Police and prosecutors in NSW have a large amount of discretionary power: they can choose whether or not charges can be dropped or reduced, and whether a case will proceed to a defended local court hearing.
In any given situation police have a large amount of discretion to exercise their power.
But what happens when their judgment is inappropriate?
One NSW magistrate was astonished that a case heard in her court had made it as far as the courthouse at all.
One woman, Claudia Fleurs wrote about her misadventure.
She was a writer and was rushing into court to cover a case for a news story she was writing.
Claudia had inadvertently brought a small pocket knife and canister of pepper spray with her to court.
Security detected the items when her bags were scanned at the security checkpoint at the entrance of the court building.
They took her name and details and said they would forward it on to police.
Claudia assumed it was just routine.
She was later shocked to find out how the whole thing had been blown out of proportion.
Months later after Claudia had forgotten about the incident, her father received a phone call. The police were looking for her.
Claudia was asked to come in for an interview at a police station and finally wound up in court, facing a potential criminal record and even a prison sentence!
She had bought the canister pepper spray while in WA, where it is legal to possess it.
She had been travelling through a relatively isolated area and out of mobile phone reception and was recommended to buy a small canister by a shop assistant.
NSW police charged her with “possession of a prohibited weapon” for the knife she used to chop up her food, and additionally with “carrying a knife in court premises.”
Fortunately for Claudia, the magistrate was more than sympathetic: she expressed her outrage that the matter was even prosecuted let alone gone all the way to a defended hearing!
This was clearly not a case that should have ended up in court.
Over-vigilant policing and the inappropriate use of discretion leading up to hearing is of real concern.
A person is normally charged with a criminal offence if police have a reasonable suspicion that an offence has occurred.
However, not every case is prosecuted to the full extent of the law, nor should it be.
There is no rule that every alleged offence must be prosecuted and that has never been the way the law works here.
There are many steps in between when police become aware of a possible offence being committed and the matter ending up at a defended hearing.
According to the Prosecution Guidelines, the prosecution ought to consider several factors before they bring a case to hearing.
While public interest is the primary consideration there are many factors that must be considered before a case is brought to court.
To make it to court the prosecution must ensure that there will be enough admissible evidence to prove each element in the offence.
Secondly must also be a reasonable prospect of conviction by– the prosecution cannot bring hopeless cases to court.
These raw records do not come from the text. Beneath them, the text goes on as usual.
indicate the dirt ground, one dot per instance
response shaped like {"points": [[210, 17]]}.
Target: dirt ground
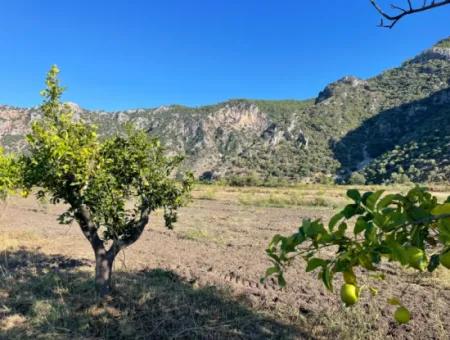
{"points": [[220, 240]]}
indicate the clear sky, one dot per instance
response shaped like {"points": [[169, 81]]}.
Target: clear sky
{"points": [[145, 53]]}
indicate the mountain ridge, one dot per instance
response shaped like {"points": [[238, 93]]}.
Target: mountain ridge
{"points": [[353, 125]]}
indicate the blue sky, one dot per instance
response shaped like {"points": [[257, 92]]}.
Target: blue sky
{"points": [[145, 53]]}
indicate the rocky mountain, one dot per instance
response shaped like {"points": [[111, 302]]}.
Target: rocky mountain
{"points": [[391, 127]]}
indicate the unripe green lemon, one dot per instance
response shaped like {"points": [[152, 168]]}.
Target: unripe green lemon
{"points": [[349, 294], [350, 278], [416, 258], [445, 259], [402, 315]]}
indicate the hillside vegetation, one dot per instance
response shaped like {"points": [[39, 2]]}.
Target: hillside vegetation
{"points": [[389, 128]]}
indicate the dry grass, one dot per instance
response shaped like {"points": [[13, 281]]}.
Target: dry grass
{"points": [[191, 283]]}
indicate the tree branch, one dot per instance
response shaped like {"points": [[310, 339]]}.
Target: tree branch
{"points": [[137, 227], [394, 18]]}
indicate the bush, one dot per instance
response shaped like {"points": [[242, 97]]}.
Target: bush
{"points": [[357, 179]]}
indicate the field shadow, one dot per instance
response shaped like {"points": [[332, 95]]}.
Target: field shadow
{"points": [[52, 297], [388, 128]]}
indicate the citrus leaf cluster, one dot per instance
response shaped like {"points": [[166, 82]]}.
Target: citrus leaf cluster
{"points": [[412, 230]]}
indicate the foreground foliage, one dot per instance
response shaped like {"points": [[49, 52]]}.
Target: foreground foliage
{"points": [[412, 230], [98, 178]]}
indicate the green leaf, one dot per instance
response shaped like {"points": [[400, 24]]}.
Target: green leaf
{"points": [[386, 201], [373, 198], [360, 225], [394, 301], [434, 263], [442, 209], [334, 220], [327, 277], [315, 263], [354, 195]]}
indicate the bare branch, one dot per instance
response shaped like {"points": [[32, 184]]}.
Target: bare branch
{"points": [[392, 19]]}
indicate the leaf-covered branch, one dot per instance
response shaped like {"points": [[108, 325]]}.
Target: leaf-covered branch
{"points": [[412, 230]]}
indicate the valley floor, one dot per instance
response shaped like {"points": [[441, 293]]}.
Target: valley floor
{"points": [[200, 280]]}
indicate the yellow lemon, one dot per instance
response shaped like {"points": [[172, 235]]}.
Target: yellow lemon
{"points": [[402, 315], [350, 278], [445, 259], [349, 294], [416, 258]]}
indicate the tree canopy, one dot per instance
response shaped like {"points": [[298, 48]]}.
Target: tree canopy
{"points": [[110, 185]]}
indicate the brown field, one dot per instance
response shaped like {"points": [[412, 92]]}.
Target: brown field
{"points": [[201, 279]]}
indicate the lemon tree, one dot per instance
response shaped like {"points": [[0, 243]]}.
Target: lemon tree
{"points": [[110, 185], [412, 230], [9, 173]]}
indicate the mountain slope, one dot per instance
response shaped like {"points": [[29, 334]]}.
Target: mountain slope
{"points": [[394, 123]]}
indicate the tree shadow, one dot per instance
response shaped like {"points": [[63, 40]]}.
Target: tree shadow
{"points": [[53, 297], [395, 126]]}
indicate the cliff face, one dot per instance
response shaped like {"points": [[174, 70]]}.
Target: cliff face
{"points": [[381, 126]]}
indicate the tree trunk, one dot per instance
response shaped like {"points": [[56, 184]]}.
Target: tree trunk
{"points": [[103, 272]]}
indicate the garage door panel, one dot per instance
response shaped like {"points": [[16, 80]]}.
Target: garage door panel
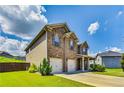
{"points": [[57, 65], [71, 65]]}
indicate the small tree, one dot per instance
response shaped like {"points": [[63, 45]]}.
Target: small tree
{"points": [[32, 68], [122, 62], [45, 68]]}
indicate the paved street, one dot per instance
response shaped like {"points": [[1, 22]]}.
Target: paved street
{"points": [[95, 79]]}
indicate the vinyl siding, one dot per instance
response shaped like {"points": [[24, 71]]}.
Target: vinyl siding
{"points": [[37, 54]]}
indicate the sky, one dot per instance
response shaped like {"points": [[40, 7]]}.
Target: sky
{"points": [[101, 26]]}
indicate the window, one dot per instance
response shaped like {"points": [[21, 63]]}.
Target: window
{"points": [[56, 40], [71, 44], [83, 50]]}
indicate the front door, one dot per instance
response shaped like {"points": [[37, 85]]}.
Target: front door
{"points": [[79, 64], [85, 65]]}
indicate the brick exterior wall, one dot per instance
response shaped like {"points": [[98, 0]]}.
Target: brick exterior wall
{"points": [[55, 51]]}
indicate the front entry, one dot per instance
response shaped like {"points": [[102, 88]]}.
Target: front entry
{"points": [[79, 64], [85, 65]]}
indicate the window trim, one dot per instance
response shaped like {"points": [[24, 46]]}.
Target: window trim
{"points": [[57, 44]]}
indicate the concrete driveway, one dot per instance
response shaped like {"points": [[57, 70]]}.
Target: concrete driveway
{"points": [[95, 79]]}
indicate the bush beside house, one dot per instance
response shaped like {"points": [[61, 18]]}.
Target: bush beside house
{"points": [[97, 68], [45, 68], [33, 68]]}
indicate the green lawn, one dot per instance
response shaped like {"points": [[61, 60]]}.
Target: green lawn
{"points": [[26, 79], [112, 72], [5, 59]]}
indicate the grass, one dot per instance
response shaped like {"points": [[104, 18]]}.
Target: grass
{"points": [[5, 59], [26, 79], [112, 72]]}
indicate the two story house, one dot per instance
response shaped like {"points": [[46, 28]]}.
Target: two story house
{"points": [[60, 46]]}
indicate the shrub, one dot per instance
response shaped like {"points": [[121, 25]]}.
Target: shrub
{"points": [[97, 67], [32, 68], [122, 62], [45, 68]]}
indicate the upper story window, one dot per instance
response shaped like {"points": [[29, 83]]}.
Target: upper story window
{"points": [[56, 40], [71, 44], [84, 51]]}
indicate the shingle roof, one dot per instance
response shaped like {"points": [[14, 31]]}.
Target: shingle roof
{"points": [[109, 53], [42, 31]]}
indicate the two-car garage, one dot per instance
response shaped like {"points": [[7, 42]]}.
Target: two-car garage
{"points": [[57, 65]]}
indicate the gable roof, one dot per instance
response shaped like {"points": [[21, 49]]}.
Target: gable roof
{"points": [[50, 27], [109, 53], [71, 34]]}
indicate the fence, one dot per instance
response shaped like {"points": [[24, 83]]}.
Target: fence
{"points": [[7, 67]]}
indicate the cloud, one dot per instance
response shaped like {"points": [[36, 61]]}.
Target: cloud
{"points": [[120, 13], [13, 46], [22, 21], [113, 49], [93, 28]]}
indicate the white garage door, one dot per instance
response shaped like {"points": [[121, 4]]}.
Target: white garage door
{"points": [[71, 65], [57, 65]]}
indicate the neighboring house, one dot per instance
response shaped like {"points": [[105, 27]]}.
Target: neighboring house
{"points": [[60, 46], [109, 59]]}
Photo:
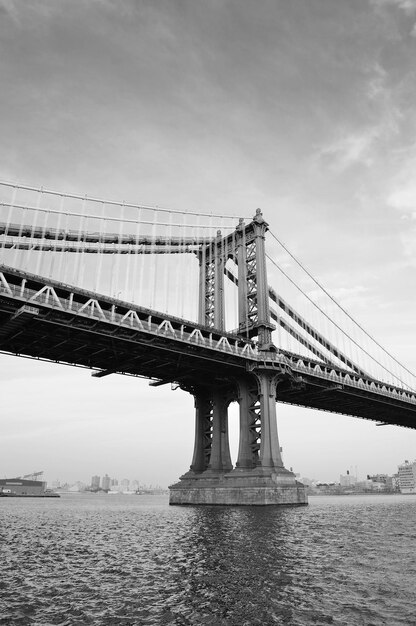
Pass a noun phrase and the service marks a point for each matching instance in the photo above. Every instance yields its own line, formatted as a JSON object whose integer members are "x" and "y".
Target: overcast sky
{"x": 305, "y": 108}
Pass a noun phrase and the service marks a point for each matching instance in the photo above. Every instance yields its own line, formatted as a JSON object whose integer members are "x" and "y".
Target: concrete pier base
{"x": 239, "y": 488}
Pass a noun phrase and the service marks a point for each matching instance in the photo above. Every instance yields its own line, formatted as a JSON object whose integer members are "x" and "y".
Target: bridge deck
{"x": 47, "y": 320}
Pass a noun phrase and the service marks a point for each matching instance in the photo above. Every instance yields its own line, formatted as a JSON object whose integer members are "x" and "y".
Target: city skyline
{"x": 224, "y": 109}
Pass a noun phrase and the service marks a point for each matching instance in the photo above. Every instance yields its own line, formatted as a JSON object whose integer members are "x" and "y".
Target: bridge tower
{"x": 259, "y": 477}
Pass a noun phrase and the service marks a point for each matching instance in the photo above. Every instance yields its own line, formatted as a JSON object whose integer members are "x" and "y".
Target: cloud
{"x": 350, "y": 149}
{"x": 402, "y": 195}
{"x": 360, "y": 146}
{"x": 408, "y": 6}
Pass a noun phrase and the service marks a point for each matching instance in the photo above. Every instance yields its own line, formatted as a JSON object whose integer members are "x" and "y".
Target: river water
{"x": 133, "y": 560}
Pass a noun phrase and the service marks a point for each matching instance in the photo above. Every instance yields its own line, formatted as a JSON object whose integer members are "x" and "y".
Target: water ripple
{"x": 133, "y": 561}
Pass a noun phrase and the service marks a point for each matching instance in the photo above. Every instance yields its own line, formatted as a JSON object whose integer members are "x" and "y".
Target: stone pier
{"x": 259, "y": 477}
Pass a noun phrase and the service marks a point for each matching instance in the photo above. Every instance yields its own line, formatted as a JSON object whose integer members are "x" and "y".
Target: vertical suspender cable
{"x": 100, "y": 249}
{"x": 135, "y": 256}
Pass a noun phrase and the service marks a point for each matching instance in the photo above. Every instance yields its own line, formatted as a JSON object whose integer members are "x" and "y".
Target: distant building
{"x": 95, "y": 483}
{"x": 125, "y": 484}
{"x": 378, "y": 478}
{"x": 407, "y": 477}
{"x": 105, "y": 483}
{"x": 348, "y": 480}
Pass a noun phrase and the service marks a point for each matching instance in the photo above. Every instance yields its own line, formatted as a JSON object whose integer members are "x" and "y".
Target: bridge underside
{"x": 45, "y": 332}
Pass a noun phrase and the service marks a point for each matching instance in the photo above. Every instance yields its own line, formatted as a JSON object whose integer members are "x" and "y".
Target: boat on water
{"x": 23, "y": 488}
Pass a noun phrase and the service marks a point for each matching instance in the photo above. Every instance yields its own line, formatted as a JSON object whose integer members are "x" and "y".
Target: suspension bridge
{"x": 215, "y": 305}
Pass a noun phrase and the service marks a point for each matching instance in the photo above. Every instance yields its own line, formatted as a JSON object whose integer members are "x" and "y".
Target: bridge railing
{"x": 135, "y": 318}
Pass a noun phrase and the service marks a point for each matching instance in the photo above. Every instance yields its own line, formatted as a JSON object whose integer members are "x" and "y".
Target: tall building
{"x": 95, "y": 483}
{"x": 105, "y": 483}
{"x": 347, "y": 481}
{"x": 407, "y": 477}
Nor should they bring a case to hearing where there is a high chance that the defendant will establish a valid defence – such as having the knife for a lawful purpose.
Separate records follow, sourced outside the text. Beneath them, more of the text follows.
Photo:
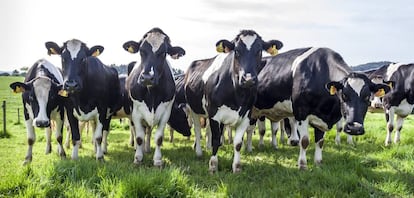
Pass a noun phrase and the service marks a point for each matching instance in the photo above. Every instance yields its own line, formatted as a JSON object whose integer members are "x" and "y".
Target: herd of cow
{"x": 313, "y": 87}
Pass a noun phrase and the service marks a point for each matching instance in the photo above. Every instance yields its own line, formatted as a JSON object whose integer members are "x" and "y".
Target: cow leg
{"x": 197, "y": 133}
{"x": 400, "y": 121}
{"x": 208, "y": 135}
{"x": 262, "y": 130}
{"x": 147, "y": 142}
{"x": 132, "y": 131}
{"x": 303, "y": 142}
{"x": 389, "y": 116}
{"x": 48, "y": 132}
{"x": 58, "y": 134}
{"x": 238, "y": 141}
{"x": 31, "y": 138}
{"x": 318, "y": 146}
{"x": 294, "y": 136}
{"x": 274, "y": 126}
{"x": 216, "y": 134}
{"x": 339, "y": 128}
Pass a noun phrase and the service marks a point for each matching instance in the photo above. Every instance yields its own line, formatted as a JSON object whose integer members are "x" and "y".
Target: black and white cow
{"x": 400, "y": 100}
{"x": 224, "y": 88}
{"x": 42, "y": 103}
{"x": 151, "y": 87}
{"x": 92, "y": 90}
{"x": 317, "y": 87}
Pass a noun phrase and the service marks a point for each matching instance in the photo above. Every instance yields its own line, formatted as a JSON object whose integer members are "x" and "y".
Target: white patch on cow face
{"x": 216, "y": 65}
{"x": 392, "y": 68}
{"x": 300, "y": 58}
{"x": 86, "y": 116}
{"x": 317, "y": 122}
{"x": 42, "y": 89}
{"x": 73, "y": 46}
{"x": 227, "y": 116}
{"x": 356, "y": 84}
{"x": 248, "y": 40}
{"x": 52, "y": 69}
{"x": 155, "y": 39}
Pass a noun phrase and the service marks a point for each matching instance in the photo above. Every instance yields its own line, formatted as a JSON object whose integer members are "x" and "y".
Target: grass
{"x": 368, "y": 169}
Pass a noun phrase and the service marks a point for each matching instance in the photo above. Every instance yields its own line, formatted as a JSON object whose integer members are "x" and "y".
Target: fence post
{"x": 4, "y": 117}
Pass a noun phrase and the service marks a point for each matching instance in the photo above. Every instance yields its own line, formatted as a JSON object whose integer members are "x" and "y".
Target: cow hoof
{"x": 237, "y": 168}
{"x": 213, "y": 165}
{"x": 158, "y": 163}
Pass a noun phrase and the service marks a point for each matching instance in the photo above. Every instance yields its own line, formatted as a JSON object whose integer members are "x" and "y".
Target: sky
{"x": 361, "y": 31}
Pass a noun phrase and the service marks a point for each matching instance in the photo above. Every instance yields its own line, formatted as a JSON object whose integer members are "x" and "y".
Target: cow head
{"x": 247, "y": 49}
{"x": 73, "y": 54}
{"x": 39, "y": 98}
{"x": 153, "y": 48}
{"x": 354, "y": 92}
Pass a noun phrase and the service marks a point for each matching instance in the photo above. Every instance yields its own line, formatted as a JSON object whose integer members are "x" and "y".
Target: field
{"x": 368, "y": 169}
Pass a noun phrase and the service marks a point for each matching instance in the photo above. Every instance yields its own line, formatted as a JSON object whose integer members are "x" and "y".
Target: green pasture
{"x": 367, "y": 169}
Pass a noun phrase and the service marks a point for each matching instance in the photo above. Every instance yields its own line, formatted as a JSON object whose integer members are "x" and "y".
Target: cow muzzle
{"x": 354, "y": 128}
{"x": 147, "y": 79}
{"x": 71, "y": 86}
{"x": 247, "y": 80}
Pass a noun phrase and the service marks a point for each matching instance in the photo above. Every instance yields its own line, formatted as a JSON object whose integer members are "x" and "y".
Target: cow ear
{"x": 53, "y": 48}
{"x": 224, "y": 46}
{"x": 333, "y": 87}
{"x": 380, "y": 90}
{"x": 272, "y": 47}
{"x": 19, "y": 87}
{"x": 131, "y": 46}
{"x": 96, "y": 50}
{"x": 176, "y": 52}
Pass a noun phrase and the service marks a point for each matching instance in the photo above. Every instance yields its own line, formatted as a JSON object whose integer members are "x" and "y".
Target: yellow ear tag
{"x": 380, "y": 93}
{"x": 18, "y": 89}
{"x": 96, "y": 53}
{"x": 131, "y": 49}
{"x": 332, "y": 90}
{"x": 272, "y": 50}
{"x": 53, "y": 51}
{"x": 63, "y": 93}
{"x": 220, "y": 48}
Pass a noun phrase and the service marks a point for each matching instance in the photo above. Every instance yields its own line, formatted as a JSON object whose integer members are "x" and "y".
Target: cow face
{"x": 354, "y": 92}
{"x": 73, "y": 55}
{"x": 247, "y": 48}
{"x": 39, "y": 98}
{"x": 153, "y": 48}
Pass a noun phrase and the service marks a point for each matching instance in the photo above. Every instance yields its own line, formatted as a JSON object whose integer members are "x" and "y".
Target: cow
{"x": 317, "y": 87}
{"x": 151, "y": 88}
{"x": 92, "y": 90}
{"x": 42, "y": 103}
{"x": 400, "y": 100}
{"x": 223, "y": 89}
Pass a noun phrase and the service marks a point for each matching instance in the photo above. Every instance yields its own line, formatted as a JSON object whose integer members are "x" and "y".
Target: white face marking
{"x": 42, "y": 88}
{"x": 227, "y": 116}
{"x": 356, "y": 84}
{"x": 73, "y": 46}
{"x": 216, "y": 65}
{"x": 300, "y": 58}
{"x": 248, "y": 40}
{"x": 52, "y": 69}
{"x": 392, "y": 68}
{"x": 155, "y": 39}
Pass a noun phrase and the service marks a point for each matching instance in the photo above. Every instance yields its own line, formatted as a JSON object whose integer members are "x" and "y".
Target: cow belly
{"x": 86, "y": 116}
{"x": 151, "y": 118}
{"x": 404, "y": 109}
{"x": 279, "y": 111}
{"x": 227, "y": 116}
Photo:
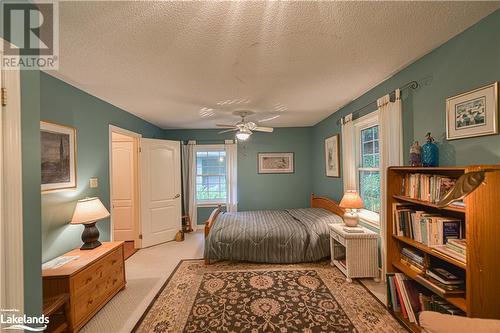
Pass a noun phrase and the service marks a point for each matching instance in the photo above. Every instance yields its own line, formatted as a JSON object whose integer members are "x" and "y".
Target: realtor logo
{"x": 31, "y": 34}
But the third consideration when deciding whether or not a case will go to hearing is entirely discretionary.
If these discretionary factors dictate that the matter should not proceed in the public interest, the case should be dropped.
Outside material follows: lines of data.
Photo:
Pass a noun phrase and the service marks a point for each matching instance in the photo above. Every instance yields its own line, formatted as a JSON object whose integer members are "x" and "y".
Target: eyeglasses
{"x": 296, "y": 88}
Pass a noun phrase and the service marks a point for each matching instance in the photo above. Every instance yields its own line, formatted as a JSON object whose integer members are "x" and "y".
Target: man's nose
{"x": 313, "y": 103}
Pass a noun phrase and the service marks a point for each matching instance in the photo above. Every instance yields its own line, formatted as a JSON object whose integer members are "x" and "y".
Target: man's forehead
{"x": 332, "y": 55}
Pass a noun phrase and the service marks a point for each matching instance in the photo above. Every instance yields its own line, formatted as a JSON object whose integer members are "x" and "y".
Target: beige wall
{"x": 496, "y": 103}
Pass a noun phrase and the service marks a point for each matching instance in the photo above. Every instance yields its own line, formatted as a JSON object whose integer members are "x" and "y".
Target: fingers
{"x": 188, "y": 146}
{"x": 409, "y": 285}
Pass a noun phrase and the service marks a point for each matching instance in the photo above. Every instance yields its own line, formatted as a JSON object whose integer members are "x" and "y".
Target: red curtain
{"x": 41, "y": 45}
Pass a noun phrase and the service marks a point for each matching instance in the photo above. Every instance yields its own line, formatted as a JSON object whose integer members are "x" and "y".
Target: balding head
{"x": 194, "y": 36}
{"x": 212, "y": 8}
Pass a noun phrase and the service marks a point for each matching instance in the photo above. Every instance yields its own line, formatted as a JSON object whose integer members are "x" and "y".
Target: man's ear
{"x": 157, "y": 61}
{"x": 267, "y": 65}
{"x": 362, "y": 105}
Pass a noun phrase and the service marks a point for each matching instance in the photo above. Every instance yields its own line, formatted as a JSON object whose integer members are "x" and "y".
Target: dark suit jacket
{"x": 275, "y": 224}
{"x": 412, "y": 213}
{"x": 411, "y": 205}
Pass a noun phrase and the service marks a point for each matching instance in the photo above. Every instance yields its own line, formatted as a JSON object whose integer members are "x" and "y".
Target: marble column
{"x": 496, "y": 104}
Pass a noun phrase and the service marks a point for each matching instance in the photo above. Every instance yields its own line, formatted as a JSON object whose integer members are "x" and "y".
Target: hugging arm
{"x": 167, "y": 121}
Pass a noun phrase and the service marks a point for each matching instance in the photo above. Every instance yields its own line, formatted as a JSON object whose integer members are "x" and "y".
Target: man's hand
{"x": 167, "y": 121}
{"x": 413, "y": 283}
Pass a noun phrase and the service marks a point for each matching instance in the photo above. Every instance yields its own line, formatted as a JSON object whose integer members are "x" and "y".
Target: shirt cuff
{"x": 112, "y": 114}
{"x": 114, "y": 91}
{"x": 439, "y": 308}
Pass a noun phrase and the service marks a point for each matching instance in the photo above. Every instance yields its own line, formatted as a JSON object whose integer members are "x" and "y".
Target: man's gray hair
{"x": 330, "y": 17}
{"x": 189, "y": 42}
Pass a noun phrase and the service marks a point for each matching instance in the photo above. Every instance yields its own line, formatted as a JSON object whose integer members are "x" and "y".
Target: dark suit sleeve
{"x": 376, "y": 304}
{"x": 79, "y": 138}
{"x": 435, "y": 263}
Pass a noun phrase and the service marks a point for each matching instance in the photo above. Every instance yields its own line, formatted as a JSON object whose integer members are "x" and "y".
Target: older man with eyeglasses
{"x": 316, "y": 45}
While the complete list of factors is lengthy, the police discretion can be generally summarised to assess the following factors:
- How serious the offence was, including harm to the victim and degree of violence used;
- Whether a prosecution would be counterproductive;
- Whether a fair trial is possible in the circumstances;
- The background of the offender including their age, health, maturity, intelligence, any disabilities and criminal record;
- The length and expense of the trial;
- Whether there are other alternatives available instead of prosecution;
- Whether the offence is a general public concern;
- Whether there are appropriate sentencing options;
- The degree of culpability of the accused and any aggravating or mitigating factors; or
- Whether proceedings would be unduly harsh or oppressive
Unfortunately it still happens that cases reach the courts like, in Claudia’s case, should never have ended up there in the first place.
What had started out as an honest mistake turned into a nightmare that could have had life-changing consequences.
Even Claudia herself, the possessor of a law degree, never thought that the case would have gone to hearing.
She believed that someone higher up the chain of command would have stopped the proceedings before she ever received summons.
While some level of police and prosecution discretion is undoubtedly an important and necessary part of the job, there are definitely instances where it has been used inappropriately.
If you are charged with a trivial offence or feel that your case should not proceed, a good criminal defence lawyer may be able to persuade police to drop the charge by writing a letter formally requesting withdrawal.
That letter is called ‘representations’ and can be followed-up with negotiations for withdrawal.
If police still want to proceed with the case, a good lawyer may be able to have legal costs awarded in your favour after the case is thrown out of court.